I spend a significant portion of each day with a bucket in my hand, mostly the 5-gallon variety, but occasionally the smaller 1-gallon pail and the medium sized cat litter container (it has a handle, it’s a bucket). There is also the variety of bucket that I carry around at the end of a long handle, but I’ll get to that.
I wake up in the morning, check my email, eat a quick breakfast, and walk our two dogs. I then amble up to the garage, where I fill three 5-gallon buckets with dog food. I fill those buckets with another bucket. I add water with another bucket. I also add some fat, in the form of lard or frozen chicken fat, liquefied in the microwave (and it smells great). The three dog food buckets are placed on a bright orange plastic sled, which I drag into the dog yard to the sound of 40-some dogs telling me they’re hungry, as loud and often as they can.
I pick up a bucket, and carry it to each dog, dumping a saucepan full of food into their bowls. Some dogs also get medicine with their food, but not with every feeding, so that can be confusing sometimes. Some of the oldest dogs also get raw meat scraps with their kibble, to entice them to eat more. I pick up and carry each of the three buckets around the yard until they are empty, then return the buckets and sled to the garage. That takes about an hour.
After feeding, I let the puppies out of their fenced in yard, and allow them to run around while I scoop the yard. This involves the bucket with the long handle I mentioned above. In one hand, I hold this long handled bucket (think long handled dustpan, only totally enclosed except one side). In the other, I hold a metal bar that’s attached to a flat metal plate. This is the chipper. I use it the whack at dog poop that’s frozen to the ground (snow, since October), and after it comes loose, I smack it into the scoop bucket. I visit every dog circle, and scoop whatever I find. When the scoop bucket is full, I dump it into a bright blue sled, and continue scooping. Once the yard is clean, I take the blue sled and dump it into a pit away from the yard.
Some things I’ve learned about scooping:
- First and foremost, never smile, laugh, sing, mouth-breath, or otherwise part your lips while whacking a frozen turd with the chipper. Turd-dynamics dictate that not all poops will dislodge in a single piece, and some may explode when high-velocity contact is made with the chipper, resulting in frozen poop fragments traveling in an upward trajectory.
- Some frozen poops are actually well-disguised freshies. See lesson 1, only replace “frozen poop fragments” with “splatter.”
- Some of the dogs like to pulverize their evacuations, for some reason. In snow, this ends up resembling something akin to mint chocolate chip ice cream. For this, the chipper is useless, and a rake has to be employed.
- In the winter, the poop pit tends to fill almost to the top with snow, which means I have to walk farther into it than during the summer. The lesson here is that just because the top is covered with 2 feet of frozen water, it doesn’t mean what’s underneath is frozen.

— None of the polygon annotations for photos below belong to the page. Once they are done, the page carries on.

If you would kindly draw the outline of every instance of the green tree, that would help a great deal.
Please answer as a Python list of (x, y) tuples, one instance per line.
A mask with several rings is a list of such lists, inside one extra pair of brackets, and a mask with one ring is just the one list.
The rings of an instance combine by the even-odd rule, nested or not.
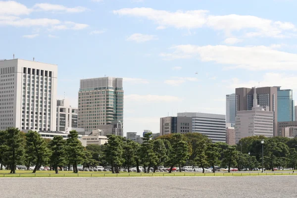
[(124, 139), (114, 135), (107, 136), (108, 141), (106, 145), (104, 152), (107, 161), (111, 165), (112, 173), (119, 173), (119, 167), (125, 161), (123, 157), (123, 142)]
[(48, 160), (49, 150), (45, 139), (37, 132), (29, 131), (26, 134), (26, 154), (29, 159), (28, 164), (30, 165), (31, 163), (35, 164), (33, 172), (35, 173), (38, 168)]
[(224, 151), (224, 158), (222, 162), (224, 166), (228, 166), (228, 172), (230, 172), (231, 166), (236, 166), (237, 165), (237, 160), (238, 159), (238, 151), (236, 150), (236, 146), (229, 146)]
[(77, 164), (83, 162), (85, 156), (85, 148), (78, 139), (78, 134), (75, 130), (71, 131), (66, 140), (66, 150), (68, 163), (72, 164), (73, 172), (77, 173)]
[(25, 139), (24, 135), (18, 129), (9, 128), (4, 136), (5, 145), (3, 146), (3, 158), (10, 167), (10, 173), (15, 173), (16, 164), (21, 164), (24, 160)]
[[(150, 140), (152, 133), (145, 134), (143, 138), (143, 142), (141, 146), (141, 158), (144, 164), (145, 172), (148, 173), (149, 169), (152, 166), (157, 164), (158, 157), (153, 151), (152, 141)], [(147, 171), (146, 167), (148, 166)]]
[(66, 141), (63, 137), (56, 136), (50, 143), (51, 150), (50, 156), (50, 163), (52, 165), (56, 174), (58, 173), (58, 167), (66, 163)]
[[(167, 155), (166, 154), (166, 147), (164, 144), (164, 140), (162, 139), (155, 140), (153, 142), (152, 149), (156, 153), (157, 157), (158, 159), (159, 165), (162, 165), (164, 162), (166, 161)], [(157, 169), (157, 164), (154, 166), (153, 172), (156, 172)]]
[(212, 166), (212, 172), (215, 172), (215, 166), (219, 165), (221, 163), (219, 160), (221, 154), (218, 145), (213, 143), (208, 144), (206, 146), (205, 155), (207, 162)]

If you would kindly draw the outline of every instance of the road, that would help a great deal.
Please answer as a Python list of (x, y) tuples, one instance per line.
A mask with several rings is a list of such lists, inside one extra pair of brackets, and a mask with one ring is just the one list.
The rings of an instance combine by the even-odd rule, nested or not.
[(0, 178), (6, 198), (296, 198), (297, 176)]

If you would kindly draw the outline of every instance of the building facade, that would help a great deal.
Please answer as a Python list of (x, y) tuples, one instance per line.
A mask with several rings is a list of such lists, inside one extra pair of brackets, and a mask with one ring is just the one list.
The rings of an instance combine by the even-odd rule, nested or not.
[(192, 119), (192, 131), (207, 136), (212, 142), (226, 142), (226, 115), (203, 113), (178, 113)]
[[(257, 88), (257, 104), (260, 106), (268, 106), (273, 112), (273, 133), (277, 136), (278, 122), (277, 94), (278, 87), (266, 87)], [(253, 106), (254, 89), (240, 88), (235, 91), (235, 110), (236, 116), (240, 111), (252, 110)]]
[(185, 134), (192, 132), (192, 119), (191, 117), (165, 117), (160, 118), (160, 135), (172, 133)]
[(0, 130), (55, 131), (57, 65), (0, 60)]
[(236, 110), (235, 94), (226, 95), (226, 122), (231, 123), (233, 126), (235, 124)]
[(80, 80), (78, 93), (78, 127), (86, 131), (98, 125), (122, 124), (124, 107), (123, 79), (103, 77)]
[(66, 132), (67, 129), (78, 128), (77, 108), (72, 107), (66, 99), (57, 100), (57, 131)]
[(292, 90), (277, 90), (277, 121), (288, 122), (295, 120), (295, 105)]

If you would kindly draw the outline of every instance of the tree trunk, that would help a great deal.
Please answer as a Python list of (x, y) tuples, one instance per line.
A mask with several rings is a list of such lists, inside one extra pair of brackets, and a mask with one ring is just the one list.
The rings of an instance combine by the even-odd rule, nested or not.
[(173, 166), (174, 166), (174, 165), (172, 165), (170, 167), (170, 170), (169, 170), (169, 173), (171, 173), (171, 172), (172, 172), (172, 168), (173, 168)]
[(139, 161), (138, 159), (136, 159), (136, 170), (137, 170), (138, 173), (140, 173), (140, 171), (139, 170)]

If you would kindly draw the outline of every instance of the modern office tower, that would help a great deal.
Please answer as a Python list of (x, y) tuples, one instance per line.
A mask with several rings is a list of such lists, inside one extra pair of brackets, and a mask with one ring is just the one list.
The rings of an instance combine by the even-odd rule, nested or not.
[(131, 140), (133, 141), (136, 141), (136, 136), (137, 135), (137, 132), (127, 132), (127, 140)]
[(56, 65), (0, 60), (0, 130), (55, 131)]
[(289, 122), (295, 120), (295, 105), (292, 90), (281, 90), (277, 88), (277, 121)]
[(123, 79), (103, 77), (80, 80), (78, 93), (78, 127), (86, 131), (98, 125), (123, 124)]
[(236, 96), (235, 94), (226, 95), (226, 122), (231, 123), (231, 126), (235, 124)]
[(77, 128), (78, 112), (78, 108), (70, 106), (67, 99), (58, 99), (57, 131), (66, 132), (67, 129)]
[(192, 119), (187, 117), (165, 117), (160, 118), (160, 135), (171, 133), (186, 134), (192, 131)]
[[(268, 106), (269, 110), (273, 112), (274, 136), (277, 136), (278, 102), (277, 90), (278, 87), (266, 87), (257, 88), (257, 104), (260, 106)], [(253, 100), (253, 89), (236, 88), (236, 115), (240, 111), (252, 109)]]
[(208, 137), (212, 142), (226, 142), (226, 115), (203, 113), (178, 113), (178, 116), (192, 119), (193, 133)]
[(253, 90), (254, 99), (252, 110), (237, 111), (235, 127), (236, 143), (247, 137), (273, 137), (273, 112), (269, 111), (269, 106), (257, 104), (258, 102), (255, 88)]
[(278, 136), (284, 136), (285, 128), (289, 127), (297, 127), (297, 120), (291, 122), (278, 122), (277, 123), (277, 133)]

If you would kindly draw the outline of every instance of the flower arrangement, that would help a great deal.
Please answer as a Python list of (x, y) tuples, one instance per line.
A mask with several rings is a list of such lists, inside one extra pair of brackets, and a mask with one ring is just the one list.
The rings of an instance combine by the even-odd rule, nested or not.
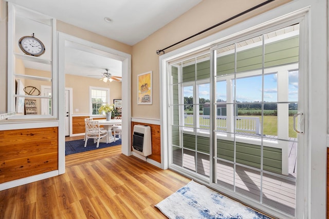
[(114, 104), (105, 104), (105, 105), (102, 105), (98, 109), (98, 112), (100, 113), (102, 113), (102, 112), (105, 113), (112, 112), (115, 109)]

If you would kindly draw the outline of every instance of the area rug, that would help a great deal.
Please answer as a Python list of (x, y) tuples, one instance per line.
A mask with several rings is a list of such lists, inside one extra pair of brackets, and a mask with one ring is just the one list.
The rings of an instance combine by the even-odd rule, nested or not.
[(116, 141), (115, 142), (108, 144), (100, 142), (99, 147), (98, 148), (96, 148), (97, 143), (94, 143), (93, 139), (88, 140), (87, 147), (85, 148), (84, 147), (84, 143), (83, 139), (66, 142), (65, 155), (121, 145), (121, 140), (119, 139)]
[(193, 181), (155, 207), (172, 219), (270, 219)]

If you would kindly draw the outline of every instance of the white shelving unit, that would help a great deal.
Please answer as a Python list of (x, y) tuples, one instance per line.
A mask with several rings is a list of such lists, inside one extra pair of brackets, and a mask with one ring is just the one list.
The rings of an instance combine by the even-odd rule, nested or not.
[[(57, 55), (54, 49), (56, 48), (56, 21), (11, 3), (8, 6), (7, 111), (15, 113), (7, 119), (56, 118), (58, 113), (54, 103), (58, 99), (58, 77), (53, 57)], [(45, 52), (40, 56), (25, 54), (19, 45), (22, 36), (33, 34), (45, 45)], [(42, 86), (50, 86), (50, 91), (41, 90)], [(29, 95), (28, 92), (25, 92), (27, 87), (35, 87), (41, 93), (37, 92)], [(35, 101), (35, 109), (27, 110), (25, 106), (27, 99)]]

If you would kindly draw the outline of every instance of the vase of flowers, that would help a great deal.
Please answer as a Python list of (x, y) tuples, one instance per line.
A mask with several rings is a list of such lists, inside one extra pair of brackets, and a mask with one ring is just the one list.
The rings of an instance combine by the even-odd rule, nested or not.
[(101, 106), (98, 109), (98, 112), (100, 113), (105, 113), (106, 115), (106, 120), (109, 121), (111, 119), (111, 114), (114, 110), (114, 104), (105, 104), (105, 105)]

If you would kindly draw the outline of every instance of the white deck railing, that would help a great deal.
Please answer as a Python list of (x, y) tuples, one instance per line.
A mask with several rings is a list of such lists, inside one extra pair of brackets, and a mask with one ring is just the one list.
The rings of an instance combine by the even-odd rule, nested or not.
[[(210, 125), (210, 117), (209, 115), (199, 116), (199, 127), (209, 129)], [(237, 116), (236, 117), (236, 130), (237, 131), (251, 132), (260, 134), (260, 125), (259, 117)], [(217, 130), (226, 130), (226, 116), (217, 115), (216, 118), (216, 127)], [(184, 115), (184, 126), (193, 127), (193, 115)]]

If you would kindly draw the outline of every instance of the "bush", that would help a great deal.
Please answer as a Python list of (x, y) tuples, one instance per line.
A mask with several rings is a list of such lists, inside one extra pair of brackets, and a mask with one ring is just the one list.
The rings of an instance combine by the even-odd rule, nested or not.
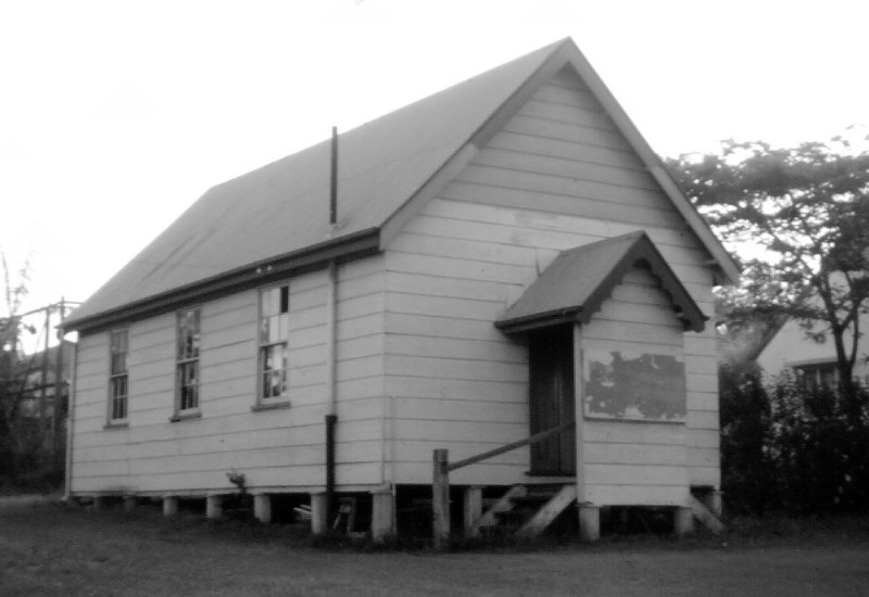
[[(869, 509), (869, 393), (843, 396), (791, 376), (721, 371), (721, 468), (738, 513)], [(858, 414), (855, 416), (855, 414)]]

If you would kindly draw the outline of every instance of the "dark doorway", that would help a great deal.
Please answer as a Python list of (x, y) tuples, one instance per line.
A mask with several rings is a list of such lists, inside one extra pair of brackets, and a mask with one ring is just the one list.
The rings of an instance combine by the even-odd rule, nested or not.
[[(574, 406), (574, 329), (557, 326), (531, 332), (531, 434), (570, 422)], [(576, 432), (565, 431), (531, 446), (531, 474), (576, 474)]]

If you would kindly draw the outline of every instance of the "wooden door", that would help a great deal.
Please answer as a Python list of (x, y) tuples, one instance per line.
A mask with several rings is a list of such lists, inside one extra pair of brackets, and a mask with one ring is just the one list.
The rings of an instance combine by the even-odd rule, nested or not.
[[(576, 416), (572, 327), (532, 332), (528, 359), (531, 434), (572, 421)], [(533, 444), (531, 474), (576, 474), (576, 432), (568, 430)]]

Tread lightly.
- Dog turds, when frozen and accompanied by a not insignificant amount of snow and ice, are heavy, especially when collected in a bucket at the end of a long handle.

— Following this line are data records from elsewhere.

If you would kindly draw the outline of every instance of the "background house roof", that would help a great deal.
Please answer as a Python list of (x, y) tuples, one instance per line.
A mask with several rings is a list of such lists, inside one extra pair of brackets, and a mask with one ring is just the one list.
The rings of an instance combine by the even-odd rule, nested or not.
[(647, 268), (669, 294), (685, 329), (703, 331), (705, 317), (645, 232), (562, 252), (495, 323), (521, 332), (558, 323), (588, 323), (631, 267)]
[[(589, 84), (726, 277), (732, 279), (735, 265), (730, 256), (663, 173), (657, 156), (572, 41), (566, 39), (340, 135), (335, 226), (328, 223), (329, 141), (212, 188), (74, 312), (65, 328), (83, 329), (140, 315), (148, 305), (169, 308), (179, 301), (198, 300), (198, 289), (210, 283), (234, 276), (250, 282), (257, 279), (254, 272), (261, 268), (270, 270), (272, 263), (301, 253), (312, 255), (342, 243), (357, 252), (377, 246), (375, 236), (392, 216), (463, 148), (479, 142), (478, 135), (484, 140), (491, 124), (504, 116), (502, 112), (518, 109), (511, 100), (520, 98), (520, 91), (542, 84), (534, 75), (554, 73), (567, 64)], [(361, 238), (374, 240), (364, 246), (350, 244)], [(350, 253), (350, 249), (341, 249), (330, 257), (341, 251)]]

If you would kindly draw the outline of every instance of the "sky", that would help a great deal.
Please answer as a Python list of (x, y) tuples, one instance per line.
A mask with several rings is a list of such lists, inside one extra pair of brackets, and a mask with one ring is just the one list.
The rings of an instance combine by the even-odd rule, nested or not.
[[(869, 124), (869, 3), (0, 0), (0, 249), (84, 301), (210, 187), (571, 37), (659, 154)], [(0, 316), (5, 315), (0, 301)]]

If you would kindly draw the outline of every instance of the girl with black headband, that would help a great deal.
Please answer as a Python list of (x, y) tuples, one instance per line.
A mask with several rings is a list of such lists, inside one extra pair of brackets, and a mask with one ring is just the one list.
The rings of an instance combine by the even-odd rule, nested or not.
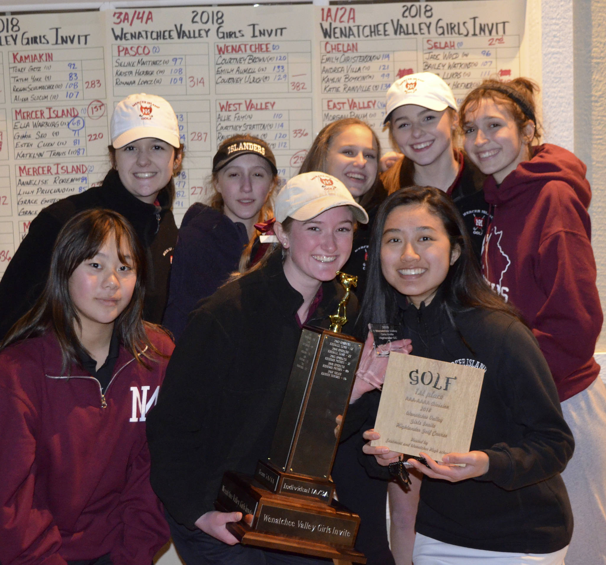
[(567, 565), (606, 564), (606, 388), (593, 358), (602, 314), (585, 166), (540, 135), (528, 79), (484, 82), (461, 106), (465, 148), (488, 177), (484, 278), (532, 329), (574, 436), (562, 478), (574, 516)]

After scooping, I put the puppies back in their fence, usually by holding a bucket (the 1 gallon pail) with some dry food in it above their heads and then tossing it (the food, not the bucket) into their barn and then slamming the door after they race in to get it.
Depending on the weather, I sometimes dump some yummy raw meat in a bucket, and fill it with hot water, which I carry around and give each dog a scoopful of warm broth.

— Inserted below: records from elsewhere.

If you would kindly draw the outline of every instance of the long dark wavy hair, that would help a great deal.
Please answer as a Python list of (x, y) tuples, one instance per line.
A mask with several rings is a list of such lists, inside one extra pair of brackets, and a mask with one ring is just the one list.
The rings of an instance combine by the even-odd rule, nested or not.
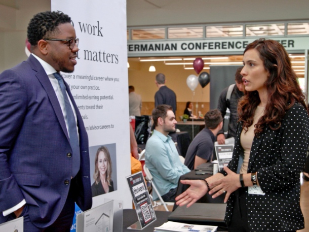
[[(279, 128), (286, 111), (295, 102), (302, 105), (307, 112), (308, 109), (305, 96), (283, 46), (274, 40), (260, 39), (248, 44), (244, 54), (250, 49), (257, 51), (264, 68), (269, 74), (264, 84), (268, 95), (264, 114), (254, 125), (254, 134), (258, 137), (266, 125), (273, 130)], [(239, 121), (243, 122), (243, 128), (247, 131), (253, 123), (254, 112), (261, 101), (257, 91), (244, 92), (238, 105), (238, 113)]]

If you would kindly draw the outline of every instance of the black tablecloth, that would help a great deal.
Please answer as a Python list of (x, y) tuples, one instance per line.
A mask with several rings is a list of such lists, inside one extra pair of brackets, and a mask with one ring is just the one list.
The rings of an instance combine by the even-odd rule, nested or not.
[[(186, 173), (182, 176), (180, 176), (179, 180), (178, 181), (178, 186), (177, 189), (176, 195), (178, 195), (184, 192), (189, 186), (188, 185), (184, 185), (180, 183), (181, 180), (200, 180), (202, 178), (206, 179), (212, 176), (212, 174), (205, 174), (205, 175), (196, 175), (195, 171), (194, 170)], [(205, 196), (198, 201), (197, 202), (202, 203), (224, 203), (224, 199), (225, 194), (222, 194), (220, 196), (213, 198), (211, 195), (209, 195), (208, 193), (206, 194)], [(177, 206), (175, 204), (173, 211), (177, 207)]]
[(142, 232), (153, 232), (155, 227), (159, 227), (162, 225), (164, 222), (167, 222), (167, 218), (171, 214), (171, 212), (166, 211), (155, 211), (157, 220), (152, 222), (150, 225), (143, 229), (142, 230), (138, 229), (131, 229), (127, 228), (132, 224), (136, 222), (138, 219), (136, 215), (135, 210), (132, 209), (124, 209), (124, 217), (122, 226), (123, 232), (133, 232), (133, 231), (142, 231)]
[[(166, 211), (155, 211), (157, 220), (150, 225), (144, 228), (142, 230), (138, 229), (128, 229), (127, 228), (132, 224), (136, 222), (138, 219), (136, 215), (135, 210), (124, 209), (123, 214), (123, 221), (122, 224), (123, 232), (153, 232), (155, 227), (159, 227), (164, 223), (167, 222), (168, 217), (172, 213)], [(192, 224), (194, 224), (193, 223)], [(199, 224), (198, 223), (197, 224)], [(225, 231), (225, 230), (224, 230)], [(223, 231), (222, 231), (223, 232)]]

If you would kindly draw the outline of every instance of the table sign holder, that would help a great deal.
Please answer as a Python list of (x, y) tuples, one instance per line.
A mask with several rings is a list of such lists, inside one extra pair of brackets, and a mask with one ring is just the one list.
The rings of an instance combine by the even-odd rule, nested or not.
[(104, 203), (112, 201), (113, 203), (114, 218), (112, 228), (113, 231), (122, 232), (122, 224), (124, 217), (124, 201), (104, 198)]
[(234, 148), (234, 144), (215, 145), (219, 171), (227, 166), (231, 160)]
[(0, 224), (0, 231), (23, 232), (24, 217), (20, 217), (16, 219)]
[(77, 215), (76, 232), (112, 232), (113, 201), (101, 205)]
[(127, 228), (143, 229), (157, 220), (154, 210), (141, 172), (126, 177), (138, 221)]

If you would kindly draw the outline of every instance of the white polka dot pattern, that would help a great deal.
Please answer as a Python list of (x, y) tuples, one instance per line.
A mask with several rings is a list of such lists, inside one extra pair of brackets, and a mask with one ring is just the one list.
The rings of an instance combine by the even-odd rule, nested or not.
[[(237, 128), (233, 158), (228, 165), (234, 172), (237, 169), (240, 154), (244, 153), (240, 144), (240, 123)], [(251, 231), (283, 231), (304, 227), (299, 205), (299, 173), (305, 163), (308, 131), (308, 114), (297, 103), (286, 112), (279, 129), (273, 130), (267, 126), (259, 138), (254, 137), (248, 173), (257, 172), (259, 185), (265, 194), (249, 194), (247, 189)], [(231, 218), (233, 198), (229, 197), (226, 208), (227, 224)]]

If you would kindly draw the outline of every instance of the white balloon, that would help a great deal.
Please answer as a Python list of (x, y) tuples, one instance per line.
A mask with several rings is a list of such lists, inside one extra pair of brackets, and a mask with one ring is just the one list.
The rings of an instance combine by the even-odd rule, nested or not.
[(187, 85), (192, 91), (194, 91), (198, 84), (199, 79), (196, 75), (192, 74), (187, 78)]

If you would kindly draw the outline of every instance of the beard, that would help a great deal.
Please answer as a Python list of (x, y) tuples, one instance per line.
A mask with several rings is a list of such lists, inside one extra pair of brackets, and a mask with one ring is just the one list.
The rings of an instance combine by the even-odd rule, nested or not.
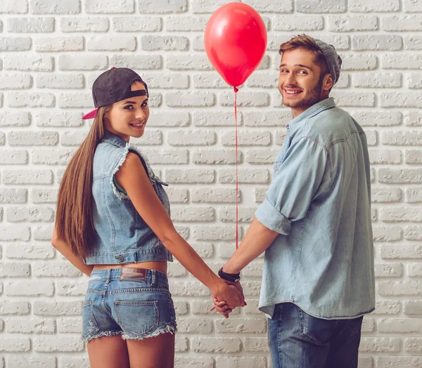
[[(300, 108), (300, 109), (307, 109), (313, 105), (321, 101), (321, 93), (322, 92), (322, 83), (324, 81), (324, 75), (319, 77), (318, 80), (318, 83), (316, 85), (310, 90), (307, 91), (307, 96), (301, 98), (297, 101), (285, 101), (284, 98), (283, 98), (283, 104), (288, 107), (292, 108)], [(283, 93), (281, 93), (281, 96), (283, 96)]]

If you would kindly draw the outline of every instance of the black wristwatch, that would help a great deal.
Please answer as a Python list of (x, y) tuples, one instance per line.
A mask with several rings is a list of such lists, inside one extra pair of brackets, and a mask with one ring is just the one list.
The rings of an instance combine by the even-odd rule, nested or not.
[(230, 281), (231, 282), (237, 282), (241, 280), (241, 272), (239, 273), (227, 273), (223, 271), (222, 267), (218, 271), (218, 275), (226, 281)]

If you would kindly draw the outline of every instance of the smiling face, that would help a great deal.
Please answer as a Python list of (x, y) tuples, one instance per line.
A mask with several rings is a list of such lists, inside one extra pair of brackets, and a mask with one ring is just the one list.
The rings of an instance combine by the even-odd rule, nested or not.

Sometimes I have little projects to do, like drilling holes in the cans we use for dog dishes so we can hang them on the posts, repairing dog houses, adding straw to the houses, or building a chew-proof door out of plywood, aluminum siding, a hand saw, and a hammer, for a dog that lives in a can. More on him in a later post, I promise.
That’s it for the morning dog duty, so I now grab a couple of different 5-gallon buckets, and fill them with tap water from the boss’s house. I carry these about 100′ back to our cabin, and pour them into a big Rubbermaid container, then plug in the sump pump that’s sitting in the Rubbermaid. All that water gets pumped into a giant 35 gallon bucket that’s installed at about head-height in our bedroom/office/living room. Now we can do dishes!
At this point (~11:30am), it’s definitely time for second breakfast, since I burned off those two pieces of cinnamon toast long ago. Second breakfast can be a bowl of cereal, a grapefruit, or bacon and eggs, depending on the level of my hunger vs. my patience to fix something complicated.
For the next couple of hours, I read, study, update my websites, take pictures, take tech support calls, research tech problems or new gadgets, waste time on Facebook, etc. If I’m unlucky, we’ll have run out of fuel oil for our heater, so I’ll have to get out the fuel pump (made in Indiana, ironically), and hand pump 40-odd gallons of fuel oil from a big can on the ground into a big can on a platform beside the cabin.